Home - PeppermintT/Learning-NLP GitHub Wiki

Python for Natural Language Processing - ch 1

Core concepts

  1. Concordance A concordance view shows us every occurrence of a given word, together with some context - a handful of words either side.

  2. Common contexts

  3. Dispersion plot This determines the location of a word in the text: how many words from the beginning it appears. This shows what comes throughout the text and what words periodically. It is probably most useful when comparing two or more texts.

  4. Lexical diversity A collocation is a sequence of words that occur together unusually often. Eg white wine. Collocations are resistant to substitution. For example we don't see "magnolia wine".

Lexical richness can be measured by taking the len(of a text)/ len(set(text)).
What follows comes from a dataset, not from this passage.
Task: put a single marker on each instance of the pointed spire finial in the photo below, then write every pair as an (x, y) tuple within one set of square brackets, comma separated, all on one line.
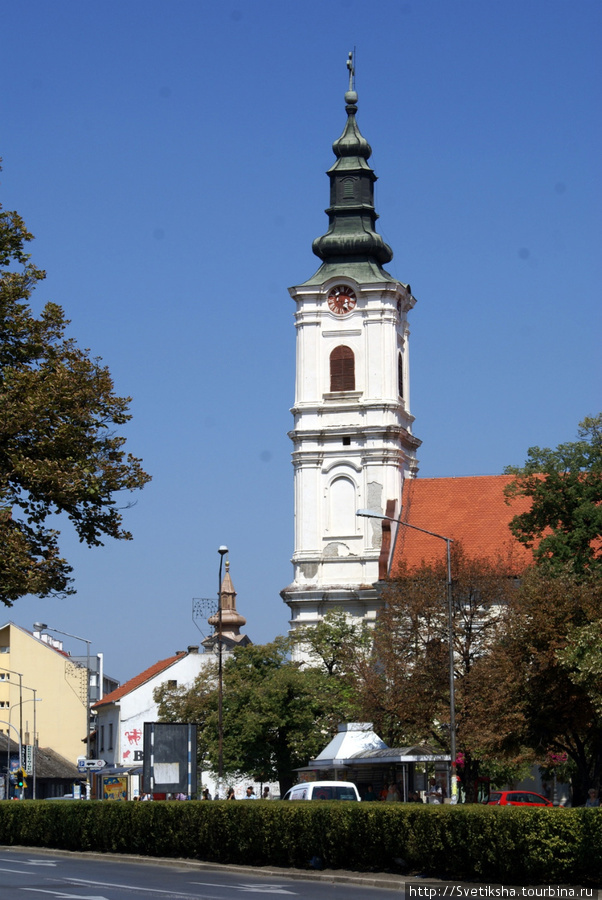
[(351, 95), (351, 68)]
Basically set() is used to identify the unique words or items.

  1. Frequency distributions Examples:
  • fdist = FreqDist(samples) create a frequency distribution containing the given samples
  • fdist['monstrous'] count of the number of times a given sample occurred
  • fdist.freq('monstrous') frequency of a given sample
  • fdist.N() total number of samples
  • fdist.most_common(n) the n most common samples and their frequencies
  • for sample in fdist: iterate over the samples
  • fdist.max() sample with the greatest count
  • fdist.tabulate() tabulate the frequency distribution
  • fdist.plot() graphical plot of the frequency distribution
  • fdist.plot(cumulative=True) cumulative plot of the frequency distribution

6) Language Understanding Technologies - Overview

a) Word sense disambiguation In word sense disambiguation we want to work out which sense of a word was intended in a given context. (Eg serve: help with food or drink; hold an office; put ball into play).In a sentence containing the phrase: he served the dish, you can detect that both serve and dish are being used with their food meanings.
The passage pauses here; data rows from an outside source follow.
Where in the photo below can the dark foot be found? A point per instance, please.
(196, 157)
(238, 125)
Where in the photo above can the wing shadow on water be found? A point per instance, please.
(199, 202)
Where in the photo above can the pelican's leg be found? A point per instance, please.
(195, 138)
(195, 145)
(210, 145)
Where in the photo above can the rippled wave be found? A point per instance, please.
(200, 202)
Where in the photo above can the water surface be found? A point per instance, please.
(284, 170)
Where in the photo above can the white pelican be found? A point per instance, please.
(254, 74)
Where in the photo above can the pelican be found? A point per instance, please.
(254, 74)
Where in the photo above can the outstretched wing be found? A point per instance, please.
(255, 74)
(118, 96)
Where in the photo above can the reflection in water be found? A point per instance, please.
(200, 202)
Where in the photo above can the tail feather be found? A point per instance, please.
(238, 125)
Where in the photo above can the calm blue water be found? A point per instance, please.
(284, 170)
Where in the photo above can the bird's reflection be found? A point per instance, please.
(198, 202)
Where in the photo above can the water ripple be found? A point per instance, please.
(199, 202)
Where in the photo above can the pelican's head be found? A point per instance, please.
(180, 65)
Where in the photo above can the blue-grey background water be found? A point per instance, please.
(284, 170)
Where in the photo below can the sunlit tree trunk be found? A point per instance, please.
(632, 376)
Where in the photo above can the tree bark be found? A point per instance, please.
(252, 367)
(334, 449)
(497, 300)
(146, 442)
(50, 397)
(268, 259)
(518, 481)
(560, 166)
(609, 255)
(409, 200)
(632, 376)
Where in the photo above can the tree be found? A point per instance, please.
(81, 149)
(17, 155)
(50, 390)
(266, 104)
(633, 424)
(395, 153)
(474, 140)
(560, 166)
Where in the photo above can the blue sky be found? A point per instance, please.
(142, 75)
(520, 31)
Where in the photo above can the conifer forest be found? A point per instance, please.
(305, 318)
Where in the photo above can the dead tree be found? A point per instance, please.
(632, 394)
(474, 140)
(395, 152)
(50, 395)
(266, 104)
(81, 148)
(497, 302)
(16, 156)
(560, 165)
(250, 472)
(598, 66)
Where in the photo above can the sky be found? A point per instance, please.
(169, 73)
b) Pronoun resolution - who did what to whom?

If we solve questions relating to language understanding we can work towards lanaguage outputs and machine translation.
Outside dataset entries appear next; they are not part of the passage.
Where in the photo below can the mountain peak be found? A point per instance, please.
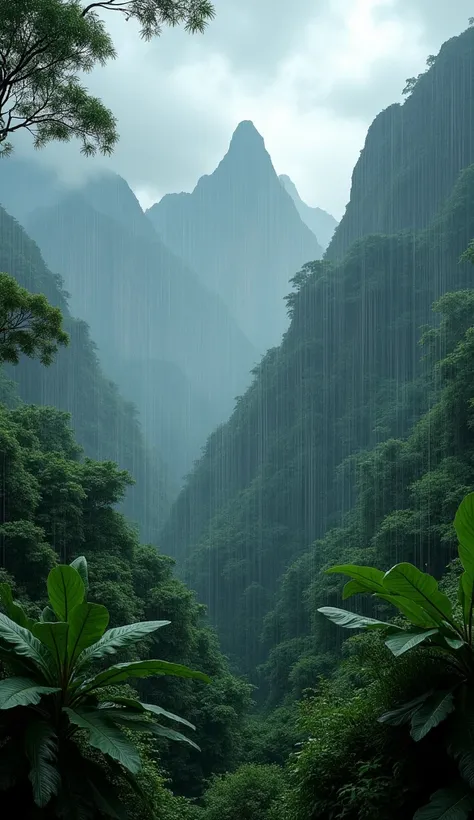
(246, 135)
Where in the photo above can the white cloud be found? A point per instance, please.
(311, 80)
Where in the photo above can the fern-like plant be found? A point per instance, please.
(52, 708)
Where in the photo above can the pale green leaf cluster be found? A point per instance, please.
(54, 692)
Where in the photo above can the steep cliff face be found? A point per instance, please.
(105, 425)
(414, 152)
(240, 230)
(318, 221)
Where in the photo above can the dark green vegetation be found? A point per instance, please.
(46, 44)
(53, 693)
(353, 449)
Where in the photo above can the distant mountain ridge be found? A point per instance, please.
(318, 221)
(241, 232)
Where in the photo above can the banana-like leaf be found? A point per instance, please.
(22, 692)
(139, 669)
(404, 641)
(464, 526)
(119, 638)
(137, 706)
(350, 620)
(65, 590)
(87, 624)
(448, 804)
(41, 745)
(403, 714)
(80, 564)
(105, 736)
(368, 579)
(54, 636)
(431, 714)
(171, 734)
(409, 582)
(413, 612)
(24, 643)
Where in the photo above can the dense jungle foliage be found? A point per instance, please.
(349, 448)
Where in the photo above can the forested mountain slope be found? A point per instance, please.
(346, 377)
(241, 232)
(320, 222)
(414, 152)
(149, 315)
(105, 425)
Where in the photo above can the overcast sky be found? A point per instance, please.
(311, 79)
c) Machine Translation The roots of oots go back to the early days of the Cold War, when the promise of automatic translation led to substantial government sponsorship, and the start of NLP. There are still lots of short coming - the textbook contains an example of taking a sentence in English and translating it back and forth from German, where it quickly becomes non sensical. The task is difficult because word order must be changed in keeping with the grammatical structure of the target language. Parallel texts are used from news and government websites that publish documents in two or more languages. Given a document in German and English, and possibly a bilingual dictionary, we can automatically pair up the sentences, a process called text alignment.

d) Texual entailment - we will come back to this in more detail. In a nutshell there are severe limitations on the reasoning and knowledge capabilities of natural language systems.